Unnamed: 0,Out of Sample MVP-C Return
0,0.019740
1,-0.077737
2,0.038538
3,-0.013820
4,0.024621
...,...
209,-0.019361
210,-0.106426
211,0.096014
212,0.062438


In [10]:
T_est = 60
num_months = len(stocks_prices)
columns = stocks_prices.columns

# Create an empty DataFrame to store the results
GMV_C = pd.DataFrame(index=stocks_prices.index[T_est+1:], columns=columns)

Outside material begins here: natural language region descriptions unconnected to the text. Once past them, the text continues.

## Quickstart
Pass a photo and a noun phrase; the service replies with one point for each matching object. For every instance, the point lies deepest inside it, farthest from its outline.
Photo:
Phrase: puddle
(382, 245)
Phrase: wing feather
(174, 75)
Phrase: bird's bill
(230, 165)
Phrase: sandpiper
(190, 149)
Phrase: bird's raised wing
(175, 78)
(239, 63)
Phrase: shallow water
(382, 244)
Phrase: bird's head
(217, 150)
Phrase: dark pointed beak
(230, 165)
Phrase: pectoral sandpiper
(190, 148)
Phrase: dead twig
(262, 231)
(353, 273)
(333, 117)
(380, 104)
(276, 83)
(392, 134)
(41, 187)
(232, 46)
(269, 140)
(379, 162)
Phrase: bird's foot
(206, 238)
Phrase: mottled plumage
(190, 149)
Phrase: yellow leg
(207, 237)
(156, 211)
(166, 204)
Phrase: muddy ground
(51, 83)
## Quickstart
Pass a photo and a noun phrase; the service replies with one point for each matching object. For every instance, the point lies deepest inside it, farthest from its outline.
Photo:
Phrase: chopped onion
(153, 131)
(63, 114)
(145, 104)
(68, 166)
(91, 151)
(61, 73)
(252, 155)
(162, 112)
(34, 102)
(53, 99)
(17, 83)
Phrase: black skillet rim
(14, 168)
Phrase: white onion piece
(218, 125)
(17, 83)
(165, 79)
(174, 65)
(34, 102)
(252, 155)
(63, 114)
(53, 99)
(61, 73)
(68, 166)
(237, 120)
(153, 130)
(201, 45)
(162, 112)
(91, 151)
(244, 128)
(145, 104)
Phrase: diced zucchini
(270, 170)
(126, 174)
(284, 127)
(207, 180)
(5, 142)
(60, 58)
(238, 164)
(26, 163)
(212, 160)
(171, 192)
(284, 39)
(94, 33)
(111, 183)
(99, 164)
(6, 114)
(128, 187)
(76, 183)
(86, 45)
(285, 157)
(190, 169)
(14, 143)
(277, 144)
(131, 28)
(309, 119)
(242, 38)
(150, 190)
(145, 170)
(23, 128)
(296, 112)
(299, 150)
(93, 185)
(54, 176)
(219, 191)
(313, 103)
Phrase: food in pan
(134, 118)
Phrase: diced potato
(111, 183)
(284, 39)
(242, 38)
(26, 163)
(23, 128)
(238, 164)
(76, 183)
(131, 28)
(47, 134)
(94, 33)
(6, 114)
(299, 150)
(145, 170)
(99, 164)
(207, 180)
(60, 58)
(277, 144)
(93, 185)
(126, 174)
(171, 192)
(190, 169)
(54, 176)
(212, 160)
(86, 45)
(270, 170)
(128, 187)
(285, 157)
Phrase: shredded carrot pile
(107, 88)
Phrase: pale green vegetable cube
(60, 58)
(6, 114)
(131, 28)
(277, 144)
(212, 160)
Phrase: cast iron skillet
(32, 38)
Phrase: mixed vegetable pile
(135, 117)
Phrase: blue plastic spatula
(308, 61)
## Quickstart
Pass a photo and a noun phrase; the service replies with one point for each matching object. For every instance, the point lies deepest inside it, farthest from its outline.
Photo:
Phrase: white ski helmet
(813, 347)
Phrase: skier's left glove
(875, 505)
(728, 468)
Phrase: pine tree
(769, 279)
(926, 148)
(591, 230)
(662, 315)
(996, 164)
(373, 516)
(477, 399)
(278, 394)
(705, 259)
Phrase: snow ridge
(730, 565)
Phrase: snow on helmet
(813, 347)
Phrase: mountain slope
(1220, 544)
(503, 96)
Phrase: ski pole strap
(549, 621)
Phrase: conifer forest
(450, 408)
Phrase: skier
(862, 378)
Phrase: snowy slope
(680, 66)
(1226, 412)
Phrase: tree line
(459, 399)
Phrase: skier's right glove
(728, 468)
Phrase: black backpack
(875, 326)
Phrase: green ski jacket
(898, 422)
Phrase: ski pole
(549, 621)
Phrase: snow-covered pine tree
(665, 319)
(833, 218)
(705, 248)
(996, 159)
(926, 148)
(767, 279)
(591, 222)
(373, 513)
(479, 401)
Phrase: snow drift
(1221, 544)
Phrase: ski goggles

# Iterate through each date after the first 60 months
for i in range(T_est+1, num_months):
    estimation_sample = stocks_prices[i - T_est:i]
    min_variance_weights = minimize_variance_portfolio(estimation_sample)
    GMV_C.loc[stocks_prices.index[i]] = min_variance_weights

# Compute out-of-sample portfolio returns
out_of_sample_returns = (stocks_prices.shift(-1).loc[GMV_C.index] * GMV_C).sum(axis=1)
    
# Create a DataFrame for out-of-sample returns
out_of_sample_returns_gmv = pd.DataFrame(out_of_sample_returns, columns=['Out of Sample GMV-C Return'])
out_of_sample_returns_gmv

Unnamed: 0_level_0,Out of Sample GMV-C Return
Date,Unnamed: 1_level_1
2005-02,0.020452
2005-03,-0.031319
2005-04,0.02007
2005-05,-0.018304
2005-06,0.018862
...,...
2022-08,-0.086577
2022-09,0.101773
2022-10,0.069828
2022-11,-0.044569


# Section 4

# Question 4

- Now, compute the Sharpe ratio of the out-of-sample returns for the two portfolio strategies. Which strategy has the higher Sharpe ratio?

In [13]:
sharpe_ratio_mvp = out_of_sample_returns_mvp.mean() / out_of_sample_returns_mvp.std() # assuming rf=0
sharpe_ratio_gmv = out_of_sample_returns_gmv.mean() / out_of_sample_returns_gmv.std()
print("\nSharpe Ratio MVP:")
print(sharpe_ratio_mvp)

print("\nSharpe Ratio GMV:")
print(sharpe_ratio_gmv)


Sharpe Ratio MVP:
Out of Sample MVP-C Return    0.172143
dtype: object

Sharpe Ratio GMV:
Out of Sample GMV-C Return    0.175414
dtype: object


We see that both strategies have roughly the same sharpe ratio, but GMV Sharape Ratio is slightly above the MVP one.